Summary of Build Your Business Like Harvard
Summary of "Build Your Business Like Harvard"
This video provides a deep analysis of how to build, scale, and create sellable education businesses by drawing lessons from Harvard’s model and contrasting it with common pitfalls in the education industry. The presenter emphasizes the difference between generating cash flow and building enterprise value, focusing on customer retention, pricing strategies, and product structuring.
Main Financial Strategies and Business Trends
- Building a Sellable Education Business:
- High Standards: Like Harvard, limit access to maintain brand prestige and perceived value.
- No Guaranteed Outcomes: Avoid promising specific results; instead, emphasize the value of education itself.
- Not Everyone Passes: Maintaining rigor increases brand credibility and value.
- Brand and Network Value: The brand and the quality of the network are often the most valuable assets.
- Long-term Demand: A sellable business must demonstrate reliable future cash flow and ongoing demand.
- Understanding continuity vs. payment plans:
- continuity means customers repeatedly consume and pay for ongoing value.
- A payment plan for a one-time product is not continuity; customers graduate and churn once they gain the skill.
- True continuity requires consumables or ongoing deliverables that customers use repeatedly.
- Two Columns of Deliverables:
- Column A (One-time value): Educational content or skills that customers use once and then move on.
- Column B (Consumables): Products or services that provide ongoing value and must be repurchased or renewed regularly (e.g., updated ads, monthly hot product lists, fresh property leads, community access).
- Pricing Strategy:
- Price one-time educational products high, reflecting their transformative value.
- Price consumables lower but consistently, so customers find ongoing value worth paying for.
- Avoid pricing continuity at the same level as the upfront education, or customers will churn once the initial value is exhausted.
- Models That Drive Enterprise Value:
- Stack of consumables that generate recurring revenue.
- Continued education and certification models (e.g., bachelor’s → master’s → PhD) create long-term customer engagement.
- Businesses that demonstrate high retention and predictable revenue streams command higher valuations.
- Avoid Half-Measures:
- Combining education with software (SaaS) without focus rarely succeeds.
- Software only adds value if it drives retention, high gross margins, and operational efficiency.

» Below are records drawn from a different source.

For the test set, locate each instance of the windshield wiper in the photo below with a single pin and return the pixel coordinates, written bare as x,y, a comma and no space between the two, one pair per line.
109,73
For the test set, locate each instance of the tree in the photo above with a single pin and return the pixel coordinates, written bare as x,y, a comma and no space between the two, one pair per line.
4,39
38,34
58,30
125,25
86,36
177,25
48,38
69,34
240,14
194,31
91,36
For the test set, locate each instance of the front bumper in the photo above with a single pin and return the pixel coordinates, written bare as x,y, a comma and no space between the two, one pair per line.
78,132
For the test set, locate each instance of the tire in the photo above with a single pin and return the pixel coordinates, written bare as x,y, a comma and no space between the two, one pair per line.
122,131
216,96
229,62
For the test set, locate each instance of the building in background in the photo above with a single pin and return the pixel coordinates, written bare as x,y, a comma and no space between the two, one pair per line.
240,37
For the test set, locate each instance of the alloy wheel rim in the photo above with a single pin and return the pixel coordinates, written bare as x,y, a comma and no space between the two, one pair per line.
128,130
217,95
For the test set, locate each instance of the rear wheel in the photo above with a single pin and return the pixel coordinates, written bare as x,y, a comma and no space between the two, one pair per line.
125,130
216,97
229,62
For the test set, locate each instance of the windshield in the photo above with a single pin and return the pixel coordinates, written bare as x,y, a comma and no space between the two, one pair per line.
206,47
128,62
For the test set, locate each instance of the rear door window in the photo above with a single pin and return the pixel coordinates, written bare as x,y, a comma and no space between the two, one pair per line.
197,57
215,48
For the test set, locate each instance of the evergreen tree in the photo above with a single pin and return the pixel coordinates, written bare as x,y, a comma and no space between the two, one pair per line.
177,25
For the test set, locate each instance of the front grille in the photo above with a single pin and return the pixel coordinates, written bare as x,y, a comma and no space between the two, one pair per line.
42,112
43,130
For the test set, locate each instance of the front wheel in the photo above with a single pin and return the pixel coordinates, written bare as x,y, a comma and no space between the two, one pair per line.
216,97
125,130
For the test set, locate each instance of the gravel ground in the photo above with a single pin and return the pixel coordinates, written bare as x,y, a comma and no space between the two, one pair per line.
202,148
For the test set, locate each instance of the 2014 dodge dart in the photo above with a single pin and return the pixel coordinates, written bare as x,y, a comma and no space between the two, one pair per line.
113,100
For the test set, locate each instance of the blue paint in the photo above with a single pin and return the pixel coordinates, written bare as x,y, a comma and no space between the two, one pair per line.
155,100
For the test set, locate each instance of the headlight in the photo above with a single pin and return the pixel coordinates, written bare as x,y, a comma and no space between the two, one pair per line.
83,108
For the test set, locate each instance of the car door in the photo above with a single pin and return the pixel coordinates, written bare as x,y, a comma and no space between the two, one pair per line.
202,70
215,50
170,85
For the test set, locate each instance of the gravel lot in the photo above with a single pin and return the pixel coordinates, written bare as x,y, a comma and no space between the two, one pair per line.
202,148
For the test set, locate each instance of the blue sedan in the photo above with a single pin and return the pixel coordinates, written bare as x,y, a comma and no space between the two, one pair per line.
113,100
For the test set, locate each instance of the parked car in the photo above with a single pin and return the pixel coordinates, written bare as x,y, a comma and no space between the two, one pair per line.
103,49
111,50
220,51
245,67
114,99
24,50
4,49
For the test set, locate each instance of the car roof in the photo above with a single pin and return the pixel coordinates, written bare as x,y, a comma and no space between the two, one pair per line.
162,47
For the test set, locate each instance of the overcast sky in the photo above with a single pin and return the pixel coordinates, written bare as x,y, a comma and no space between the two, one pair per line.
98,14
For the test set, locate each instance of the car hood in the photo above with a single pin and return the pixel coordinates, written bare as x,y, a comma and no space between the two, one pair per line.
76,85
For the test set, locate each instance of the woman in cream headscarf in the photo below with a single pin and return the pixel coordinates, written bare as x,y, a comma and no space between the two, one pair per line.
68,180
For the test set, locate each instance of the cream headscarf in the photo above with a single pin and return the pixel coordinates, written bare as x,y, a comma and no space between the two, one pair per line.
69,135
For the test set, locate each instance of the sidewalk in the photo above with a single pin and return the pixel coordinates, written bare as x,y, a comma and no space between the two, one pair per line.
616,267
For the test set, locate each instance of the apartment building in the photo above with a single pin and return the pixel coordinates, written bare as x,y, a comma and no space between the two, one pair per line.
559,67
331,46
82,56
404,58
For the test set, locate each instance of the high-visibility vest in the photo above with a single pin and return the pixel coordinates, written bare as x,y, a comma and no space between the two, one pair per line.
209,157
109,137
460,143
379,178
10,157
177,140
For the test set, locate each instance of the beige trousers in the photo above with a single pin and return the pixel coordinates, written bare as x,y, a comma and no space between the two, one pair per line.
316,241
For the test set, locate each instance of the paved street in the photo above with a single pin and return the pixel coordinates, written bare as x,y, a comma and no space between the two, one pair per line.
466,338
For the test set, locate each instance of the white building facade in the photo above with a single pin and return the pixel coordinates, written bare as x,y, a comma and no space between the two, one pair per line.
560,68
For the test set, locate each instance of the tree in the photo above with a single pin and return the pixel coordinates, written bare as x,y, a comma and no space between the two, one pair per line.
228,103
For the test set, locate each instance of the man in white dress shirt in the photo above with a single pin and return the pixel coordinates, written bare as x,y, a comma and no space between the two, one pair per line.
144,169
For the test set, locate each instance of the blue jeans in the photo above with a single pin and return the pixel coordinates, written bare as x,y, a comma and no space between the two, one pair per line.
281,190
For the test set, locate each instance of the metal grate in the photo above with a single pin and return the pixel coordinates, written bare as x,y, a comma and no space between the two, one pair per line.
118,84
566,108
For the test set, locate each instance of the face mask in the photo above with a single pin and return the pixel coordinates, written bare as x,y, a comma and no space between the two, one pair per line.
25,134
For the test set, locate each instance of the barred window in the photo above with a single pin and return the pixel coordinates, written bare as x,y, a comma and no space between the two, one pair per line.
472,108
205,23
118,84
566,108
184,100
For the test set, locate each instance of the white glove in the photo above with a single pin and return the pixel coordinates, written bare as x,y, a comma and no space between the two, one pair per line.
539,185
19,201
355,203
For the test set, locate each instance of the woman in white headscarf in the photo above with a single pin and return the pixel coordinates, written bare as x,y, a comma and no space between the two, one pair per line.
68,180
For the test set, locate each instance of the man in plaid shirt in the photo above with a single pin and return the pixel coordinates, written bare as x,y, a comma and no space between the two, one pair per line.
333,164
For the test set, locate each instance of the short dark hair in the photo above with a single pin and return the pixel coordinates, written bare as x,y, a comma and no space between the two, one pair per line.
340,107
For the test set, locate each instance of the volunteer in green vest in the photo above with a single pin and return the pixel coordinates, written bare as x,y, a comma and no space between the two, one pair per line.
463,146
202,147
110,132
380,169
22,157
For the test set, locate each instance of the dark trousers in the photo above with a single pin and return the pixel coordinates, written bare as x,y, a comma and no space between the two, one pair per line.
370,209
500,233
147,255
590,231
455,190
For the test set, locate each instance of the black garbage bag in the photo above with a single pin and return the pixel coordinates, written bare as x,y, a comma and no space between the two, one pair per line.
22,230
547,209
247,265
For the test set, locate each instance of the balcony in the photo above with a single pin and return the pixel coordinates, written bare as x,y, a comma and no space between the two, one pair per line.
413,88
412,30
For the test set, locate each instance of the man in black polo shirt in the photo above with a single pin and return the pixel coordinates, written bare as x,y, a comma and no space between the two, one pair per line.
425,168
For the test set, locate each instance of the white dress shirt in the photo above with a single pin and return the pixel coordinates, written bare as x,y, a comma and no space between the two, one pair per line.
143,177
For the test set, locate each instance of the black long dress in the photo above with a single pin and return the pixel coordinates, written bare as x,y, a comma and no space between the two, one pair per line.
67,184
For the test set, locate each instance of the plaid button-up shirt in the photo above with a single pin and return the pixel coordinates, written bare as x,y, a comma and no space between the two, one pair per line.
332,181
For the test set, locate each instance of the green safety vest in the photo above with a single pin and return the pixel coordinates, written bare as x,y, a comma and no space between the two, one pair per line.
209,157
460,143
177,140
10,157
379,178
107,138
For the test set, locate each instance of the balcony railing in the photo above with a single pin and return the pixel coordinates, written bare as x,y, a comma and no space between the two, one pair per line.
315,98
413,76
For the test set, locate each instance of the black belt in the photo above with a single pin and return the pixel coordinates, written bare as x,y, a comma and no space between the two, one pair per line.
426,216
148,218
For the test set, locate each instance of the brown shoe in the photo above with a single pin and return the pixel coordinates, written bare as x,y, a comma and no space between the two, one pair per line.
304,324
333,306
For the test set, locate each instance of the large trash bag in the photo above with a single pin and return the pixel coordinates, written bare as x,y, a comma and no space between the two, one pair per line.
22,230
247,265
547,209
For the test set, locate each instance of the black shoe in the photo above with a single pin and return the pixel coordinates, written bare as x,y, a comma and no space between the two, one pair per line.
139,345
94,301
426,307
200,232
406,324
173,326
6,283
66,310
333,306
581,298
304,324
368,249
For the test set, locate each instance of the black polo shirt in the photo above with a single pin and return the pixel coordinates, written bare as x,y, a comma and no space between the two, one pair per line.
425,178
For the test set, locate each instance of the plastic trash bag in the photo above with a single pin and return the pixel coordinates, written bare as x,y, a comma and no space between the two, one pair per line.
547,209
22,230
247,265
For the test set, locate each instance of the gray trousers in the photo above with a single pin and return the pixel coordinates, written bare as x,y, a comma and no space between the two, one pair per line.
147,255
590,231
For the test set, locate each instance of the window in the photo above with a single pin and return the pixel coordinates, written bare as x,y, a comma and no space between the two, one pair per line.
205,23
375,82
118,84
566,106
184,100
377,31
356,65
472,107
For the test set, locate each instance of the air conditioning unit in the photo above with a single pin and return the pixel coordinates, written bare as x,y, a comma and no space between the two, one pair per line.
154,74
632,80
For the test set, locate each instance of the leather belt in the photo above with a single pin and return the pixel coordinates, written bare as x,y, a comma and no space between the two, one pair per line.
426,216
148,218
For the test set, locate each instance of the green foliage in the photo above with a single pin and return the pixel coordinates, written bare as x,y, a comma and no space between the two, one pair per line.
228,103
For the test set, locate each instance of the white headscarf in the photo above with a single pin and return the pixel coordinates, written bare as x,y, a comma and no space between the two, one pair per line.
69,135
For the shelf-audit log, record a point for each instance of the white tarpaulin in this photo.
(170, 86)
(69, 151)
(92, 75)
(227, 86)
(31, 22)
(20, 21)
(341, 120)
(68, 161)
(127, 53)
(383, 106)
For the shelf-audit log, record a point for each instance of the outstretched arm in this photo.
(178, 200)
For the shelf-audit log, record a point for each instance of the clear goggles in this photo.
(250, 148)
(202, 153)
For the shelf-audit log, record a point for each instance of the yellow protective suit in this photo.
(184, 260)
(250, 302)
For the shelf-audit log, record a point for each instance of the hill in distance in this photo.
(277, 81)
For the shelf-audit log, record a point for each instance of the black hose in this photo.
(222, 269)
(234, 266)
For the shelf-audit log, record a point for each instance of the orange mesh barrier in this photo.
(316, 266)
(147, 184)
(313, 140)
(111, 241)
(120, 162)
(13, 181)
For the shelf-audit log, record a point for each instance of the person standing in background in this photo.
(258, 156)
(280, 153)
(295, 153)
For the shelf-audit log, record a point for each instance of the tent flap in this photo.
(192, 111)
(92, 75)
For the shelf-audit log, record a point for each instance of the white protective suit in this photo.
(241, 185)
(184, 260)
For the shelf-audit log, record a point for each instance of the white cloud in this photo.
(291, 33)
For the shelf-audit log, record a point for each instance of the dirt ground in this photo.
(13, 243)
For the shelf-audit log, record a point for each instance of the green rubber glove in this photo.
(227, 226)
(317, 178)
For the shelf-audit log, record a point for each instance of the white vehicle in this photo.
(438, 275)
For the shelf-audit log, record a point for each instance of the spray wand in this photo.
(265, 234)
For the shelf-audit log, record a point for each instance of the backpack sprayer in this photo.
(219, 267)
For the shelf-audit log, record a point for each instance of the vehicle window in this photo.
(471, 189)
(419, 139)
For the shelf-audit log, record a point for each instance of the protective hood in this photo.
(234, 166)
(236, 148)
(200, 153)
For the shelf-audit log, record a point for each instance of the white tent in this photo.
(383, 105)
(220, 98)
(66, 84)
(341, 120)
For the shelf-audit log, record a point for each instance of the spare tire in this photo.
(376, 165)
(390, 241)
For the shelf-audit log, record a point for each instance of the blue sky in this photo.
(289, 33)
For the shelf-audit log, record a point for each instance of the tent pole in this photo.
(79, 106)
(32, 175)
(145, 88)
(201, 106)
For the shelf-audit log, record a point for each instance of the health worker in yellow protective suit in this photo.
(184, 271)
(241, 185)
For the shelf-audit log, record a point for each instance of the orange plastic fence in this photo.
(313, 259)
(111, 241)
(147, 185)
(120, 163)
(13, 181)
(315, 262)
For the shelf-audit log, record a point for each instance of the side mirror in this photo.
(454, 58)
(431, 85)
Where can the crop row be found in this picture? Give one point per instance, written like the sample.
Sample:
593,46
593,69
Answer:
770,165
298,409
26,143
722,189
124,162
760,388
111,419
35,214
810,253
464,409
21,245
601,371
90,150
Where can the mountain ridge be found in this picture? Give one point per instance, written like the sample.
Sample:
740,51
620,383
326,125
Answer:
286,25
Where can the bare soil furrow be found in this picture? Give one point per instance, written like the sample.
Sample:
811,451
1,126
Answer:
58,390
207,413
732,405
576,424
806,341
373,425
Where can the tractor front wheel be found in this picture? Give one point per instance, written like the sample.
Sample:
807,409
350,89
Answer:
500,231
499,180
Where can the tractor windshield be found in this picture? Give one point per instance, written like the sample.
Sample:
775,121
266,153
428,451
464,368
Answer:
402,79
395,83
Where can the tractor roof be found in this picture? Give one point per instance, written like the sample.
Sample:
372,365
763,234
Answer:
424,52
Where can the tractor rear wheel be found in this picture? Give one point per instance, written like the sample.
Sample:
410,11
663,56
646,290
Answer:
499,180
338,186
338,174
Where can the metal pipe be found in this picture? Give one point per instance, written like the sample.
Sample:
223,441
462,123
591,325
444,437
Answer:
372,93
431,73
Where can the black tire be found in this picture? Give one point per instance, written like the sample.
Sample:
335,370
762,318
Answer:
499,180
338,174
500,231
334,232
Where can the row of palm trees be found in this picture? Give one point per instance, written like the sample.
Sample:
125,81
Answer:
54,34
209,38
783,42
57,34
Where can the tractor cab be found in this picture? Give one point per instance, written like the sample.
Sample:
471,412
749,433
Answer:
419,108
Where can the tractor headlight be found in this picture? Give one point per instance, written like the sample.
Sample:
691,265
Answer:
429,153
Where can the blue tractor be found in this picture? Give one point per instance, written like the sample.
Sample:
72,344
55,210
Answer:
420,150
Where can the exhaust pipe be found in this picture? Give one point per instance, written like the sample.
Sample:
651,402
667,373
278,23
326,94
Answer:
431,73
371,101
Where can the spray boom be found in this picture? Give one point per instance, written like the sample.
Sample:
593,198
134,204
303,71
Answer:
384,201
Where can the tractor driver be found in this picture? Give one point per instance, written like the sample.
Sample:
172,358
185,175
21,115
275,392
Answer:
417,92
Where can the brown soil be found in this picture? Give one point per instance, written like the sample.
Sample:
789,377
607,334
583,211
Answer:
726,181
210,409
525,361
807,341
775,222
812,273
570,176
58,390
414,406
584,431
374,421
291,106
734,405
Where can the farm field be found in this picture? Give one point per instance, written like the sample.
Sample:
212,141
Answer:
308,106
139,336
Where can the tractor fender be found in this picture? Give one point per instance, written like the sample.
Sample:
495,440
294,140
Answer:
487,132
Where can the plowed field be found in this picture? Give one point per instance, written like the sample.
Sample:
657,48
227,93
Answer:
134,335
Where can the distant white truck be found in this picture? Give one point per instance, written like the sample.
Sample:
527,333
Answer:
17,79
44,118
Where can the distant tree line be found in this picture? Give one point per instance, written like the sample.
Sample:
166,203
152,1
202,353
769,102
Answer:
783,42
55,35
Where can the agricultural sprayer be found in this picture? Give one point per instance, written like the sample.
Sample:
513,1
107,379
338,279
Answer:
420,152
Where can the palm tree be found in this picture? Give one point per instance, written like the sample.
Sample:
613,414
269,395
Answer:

- Focus on building a sticky business around the core value proposition.
- Customer Churn and Retention Benchmarks:
- Average monthly churn for education communities is around 18%; 10% is good, 5% excellent.
- Focus on achieving high retention after a milestone (e.g., 12 months) to maximize lifetime value.
- Understand customer volatility based on target market (e.g., small business owners tend to churn more).
- Customer Lifetime Value (LTV) to Customer Acquisition Cost (CAC):
- Key metric: ratio of permanent customers to acquisition cost.
- Permanent customers who never leave are the foundation of enterprise value.
- Improving conversion from initial buyer to permanent customer is critical.
- Feature Set Strategy:
- Keep features minimal but highly valuable.
- Each feature should justify multiple times its cost alone.
- Avoid adding features that don’t reduce churn or increase retention.
- Upselling and Offer Timing:
- Upsell based on evolving customer needs.
- Timing of offers is as important as the offer itself.
- Example: After teaching a skill, offer services that do the work for them.
- Mindset on Business Value:
- There’s no shame in having a profitable business that isn’t sellable.
- The choice between cash flow now versus enterprise value later depends on personal goals.
- Delaying gratification is important but should be balanced with maximizing rewards.
- Examples of Successful Transitions:
- Entrepreneurs like Sam Ovens and Alex Becker successfully transitioned from education businesses to service/software businesses by focusing fully on the new model.
Step-by-Step Guide to Building a Sellable Education Business
- Step 1: Define your brand with high standards and exclusivity.
- Step 2: Avoid promising guaranteed outcomes; focus on delivering valuable education.
- Step 3: Identify which parts of your offering are one-time value and which are consumables.
- Step 4: Price the one-time educational product high, reflecting its transformative impact.
- Step 5: Price consumables lower to encourage ongoing retention and recurring revenue.
- Step 6: Build or incorporate consumable elements such as updated content, community, or services.
- Step 7: Measure churn and retention closely; aim for high retention after key milestones.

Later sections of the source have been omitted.